Bunu göremeyen bütün kulüpleri cezalandıran profesyonellik çarkı ne yazık ki B.Vanspor’u da kendisine doğru hızla çekmektedir. Eğer kongreden profesyonel anlayışta bir yönetim çıkmazsa B.Vanspor’un işi gerçekten çok zor!
Van benzeri kent takımlarının belediyeler ve hükümetler destekleri ile stadyumlarını yenileme ya da yeniden yapma aşamasında hızla yol almalarına karşın Van’da bu da ağır aksak yürümektedir. Yeni sezonda hangi statta, ne imkansızlıklar içerisinde oynayacağımız da ayrı bir dezavantaj olarak karşımıza çıkıyor. İlimizin günün koşullarına uygun yeni ve modern stadyuma ihtiyacı var ve bu durum bir an önce açıklığa kavuşturulmalıdır. Bu suretle maçlarını daha uygun bir atmosferde oynayabilmesi sağlanmalıdır.

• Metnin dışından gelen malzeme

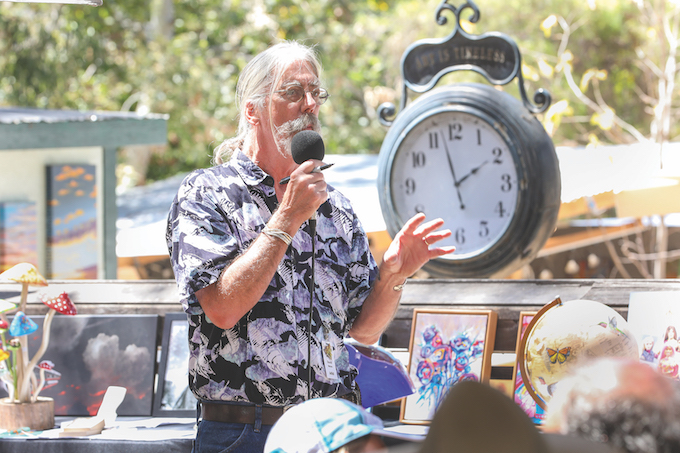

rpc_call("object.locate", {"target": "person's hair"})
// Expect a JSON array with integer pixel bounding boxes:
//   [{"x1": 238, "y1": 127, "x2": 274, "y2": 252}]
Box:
[
  {"x1": 663, "y1": 326, "x2": 678, "y2": 341},
  {"x1": 213, "y1": 41, "x2": 321, "y2": 165},
  {"x1": 545, "y1": 357, "x2": 680, "y2": 453},
  {"x1": 566, "y1": 392, "x2": 680, "y2": 453}
]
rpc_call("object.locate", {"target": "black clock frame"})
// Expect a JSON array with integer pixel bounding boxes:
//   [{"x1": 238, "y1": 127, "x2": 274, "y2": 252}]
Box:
[{"x1": 378, "y1": 83, "x2": 561, "y2": 278}]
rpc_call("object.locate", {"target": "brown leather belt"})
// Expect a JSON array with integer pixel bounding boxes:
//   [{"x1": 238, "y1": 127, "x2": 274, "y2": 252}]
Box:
[{"x1": 201, "y1": 402, "x2": 284, "y2": 425}]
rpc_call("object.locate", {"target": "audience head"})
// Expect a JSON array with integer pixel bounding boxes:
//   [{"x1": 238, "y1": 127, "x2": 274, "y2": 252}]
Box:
[
  {"x1": 264, "y1": 398, "x2": 419, "y2": 453},
  {"x1": 418, "y1": 381, "x2": 615, "y2": 453},
  {"x1": 544, "y1": 358, "x2": 680, "y2": 453}
]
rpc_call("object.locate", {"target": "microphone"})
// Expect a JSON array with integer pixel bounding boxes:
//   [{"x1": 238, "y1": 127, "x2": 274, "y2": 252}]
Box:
[{"x1": 279, "y1": 130, "x2": 332, "y2": 184}]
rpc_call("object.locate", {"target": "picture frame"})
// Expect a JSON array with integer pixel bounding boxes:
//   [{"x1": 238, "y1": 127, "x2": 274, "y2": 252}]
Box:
[
  {"x1": 627, "y1": 291, "x2": 680, "y2": 380},
  {"x1": 152, "y1": 313, "x2": 197, "y2": 417},
  {"x1": 512, "y1": 311, "x2": 545, "y2": 425},
  {"x1": 0, "y1": 314, "x2": 158, "y2": 417},
  {"x1": 399, "y1": 309, "x2": 498, "y2": 424}
]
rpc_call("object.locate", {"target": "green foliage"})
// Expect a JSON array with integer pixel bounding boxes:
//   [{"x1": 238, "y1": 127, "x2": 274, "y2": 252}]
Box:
[{"x1": 0, "y1": 0, "x2": 676, "y2": 179}]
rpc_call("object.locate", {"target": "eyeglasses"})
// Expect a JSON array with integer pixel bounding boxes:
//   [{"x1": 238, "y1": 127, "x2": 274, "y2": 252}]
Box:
[{"x1": 274, "y1": 86, "x2": 331, "y2": 105}]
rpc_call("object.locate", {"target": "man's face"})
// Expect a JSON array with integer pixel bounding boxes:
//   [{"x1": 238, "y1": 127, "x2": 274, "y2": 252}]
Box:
[{"x1": 270, "y1": 62, "x2": 320, "y2": 156}]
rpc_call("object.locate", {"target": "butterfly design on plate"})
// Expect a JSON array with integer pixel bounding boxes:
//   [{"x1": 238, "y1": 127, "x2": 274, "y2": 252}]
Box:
[{"x1": 546, "y1": 346, "x2": 571, "y2": 363}]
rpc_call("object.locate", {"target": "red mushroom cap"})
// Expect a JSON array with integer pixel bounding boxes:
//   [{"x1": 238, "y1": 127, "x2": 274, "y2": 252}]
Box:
[
  {"x1": 38, "y1": 360, "x2": 54, "y2": 370},
  {"x1": 41, "y1": 292, "x2": 78, "y2": 316}
]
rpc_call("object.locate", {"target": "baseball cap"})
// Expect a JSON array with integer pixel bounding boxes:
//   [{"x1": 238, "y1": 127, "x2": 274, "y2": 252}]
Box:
[{"x1": 264, "y1": 398, "x2": 423, "y2": 453}]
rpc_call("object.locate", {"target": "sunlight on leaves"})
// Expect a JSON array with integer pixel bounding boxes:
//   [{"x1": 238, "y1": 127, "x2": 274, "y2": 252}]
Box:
[
  {"x1": 590, "y1": 108, "x2": 614, "y2": 131},
  {"x1": 543, "y1": 99, "x2": 574, "y2": 137},
  {"x1": 541, "y1": 14, "x2": 557, "y2": 38},
  {"x1": 538, "y1": 58, "x2": 555, "y2": 77}
]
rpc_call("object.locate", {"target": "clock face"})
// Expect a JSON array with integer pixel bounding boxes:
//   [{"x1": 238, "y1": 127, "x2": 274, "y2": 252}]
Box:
[{"x1": 389, "y1": 106, "x2": 521, "y2": 260}]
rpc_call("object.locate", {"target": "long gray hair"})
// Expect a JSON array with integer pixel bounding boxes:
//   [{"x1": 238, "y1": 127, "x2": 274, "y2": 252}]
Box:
[{"x1": 213, "y1": 41, "x2": 321, "y2": 165}]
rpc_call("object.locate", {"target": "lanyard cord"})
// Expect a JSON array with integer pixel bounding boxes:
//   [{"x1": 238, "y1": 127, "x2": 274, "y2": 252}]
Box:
[{"x1": 307, "y1": 213, "x2": 316, "y2": 400}]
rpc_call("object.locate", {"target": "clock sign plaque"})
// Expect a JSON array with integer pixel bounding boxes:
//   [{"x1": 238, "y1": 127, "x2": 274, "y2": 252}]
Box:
[{"x1": 378, "y1": 0, "x2": 561, "y2": 278}]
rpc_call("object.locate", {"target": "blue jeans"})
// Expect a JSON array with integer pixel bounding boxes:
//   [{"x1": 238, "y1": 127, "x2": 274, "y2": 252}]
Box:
[{"x1": 192, "y1": 420, "x2": 272, "y2": 453}]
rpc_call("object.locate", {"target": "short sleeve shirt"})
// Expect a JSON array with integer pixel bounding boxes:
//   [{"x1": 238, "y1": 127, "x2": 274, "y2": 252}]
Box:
[{"x1": 166, "y1": 151, "x2": 378, "y2": 406}]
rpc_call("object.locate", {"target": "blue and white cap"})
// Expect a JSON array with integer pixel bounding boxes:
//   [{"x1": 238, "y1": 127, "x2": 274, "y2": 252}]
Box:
[{"x1": 264, "y1": 398, "x2": 423, "y2": 453}]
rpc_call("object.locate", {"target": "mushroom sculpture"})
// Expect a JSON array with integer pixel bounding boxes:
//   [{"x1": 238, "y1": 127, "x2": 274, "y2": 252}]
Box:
[
  {"x1": 0, "y1": 299, "x2": 17, "y2": 330},
  {"x1": 9, "y1": 311, "x2": 38, "y2": 402},
  {"x1": 0, "y1": 263, "x2": 47, "y2": 312},
  {"x1": 19, "y1": 292, "x2": 78, "y2": 402},
  {"x1": 0, "y1": 263, "x2": 48, "y2": 388},
  {"x1": 33, "y1": 360, "x2": 54, "y2": 401}
]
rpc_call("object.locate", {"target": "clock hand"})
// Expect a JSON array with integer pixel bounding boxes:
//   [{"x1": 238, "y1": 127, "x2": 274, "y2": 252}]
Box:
[
  {"x1": 456, "y1": 160, "x2": 489, "y2": 187},
  {"x1": 442, "y1": 129, "x2": 465, "y2": 210}
]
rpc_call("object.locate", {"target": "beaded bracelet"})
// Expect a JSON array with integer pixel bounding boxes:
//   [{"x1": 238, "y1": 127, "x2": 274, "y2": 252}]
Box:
[{"x1": 262, "y1": 226, "x2": 293, "y2": 245}]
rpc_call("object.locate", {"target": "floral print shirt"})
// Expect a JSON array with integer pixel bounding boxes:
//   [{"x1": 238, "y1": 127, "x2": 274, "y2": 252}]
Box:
[{"x1": 166, "y1": 151, "x2": 378, "y2": 406}]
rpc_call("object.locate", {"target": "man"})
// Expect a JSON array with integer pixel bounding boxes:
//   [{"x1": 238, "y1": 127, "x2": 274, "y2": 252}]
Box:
[
  {"x1": 543, "y1": 358, "x2": 680, "y2": 453},
  {"x1": 167, "y1": 42, "x2": 454, "y2": 453}
]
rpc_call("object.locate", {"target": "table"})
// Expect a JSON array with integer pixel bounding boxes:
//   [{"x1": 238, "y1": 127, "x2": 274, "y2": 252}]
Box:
[{"x1": 0, "y1": 417, "x2": 195, "y2": 453}]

Van’ın uzun vadede nihai hedefi olan Süper Ligde mücadele etmek ve burada başarılı olmak arzusu gerçekleştiğinde, beraberinde medya üzerinden adımızın dolaşıma girmesi anlamına da gelecektir. Futbol, medya dolaşımı sayesinde bir endüstriye dönüşmüştür. Süper ligde olmanız aynı zamanda medyanın da sizi görmesi ya da en azından göstermesi anlamına gelecektir. Burada elde edeceğiniz başarılı sonuçlar ise takımınızı akılda kalır bir yere getirecektir. Nitekim yok olup gitmesine rağmen tüm futbolseverlerin Vanspor’u hatırlaması ya da Belediye Vanspor’u çoğu zaman Vanspor diye tanıması, Vanspor’un geçmiş başarılarından dolayı ‘‘tarihi belleğe sahip takım’’ olmasından kaynaklıdır.
Bu hedeflere varmak için değişmemiz lazım... Sadece yönetim değil taraftarların da değişim sürecine eşlik ettiği takdirde Van takımları, bulundukları lig neresi olursa olsun fark yaratacak ve bu farklılıklarını tüm futbol camiasına hissettireceklerdir. Van’ın böyle bir potansiyele sahip olduğunu ancak depremle birlikte ekonomiden başlayarak sosyal ve kültürel alanda yaşadığı içe dönme sürecinin, kentin var olan potansiyellerini de körelttiğini bilerek futbola ve takımlarımıza sahip çıkmalıyız. Kentin bu atıl endüstriyi yakalayacak önder kişilere ve onların üreteceği projelere ihtiyacı var.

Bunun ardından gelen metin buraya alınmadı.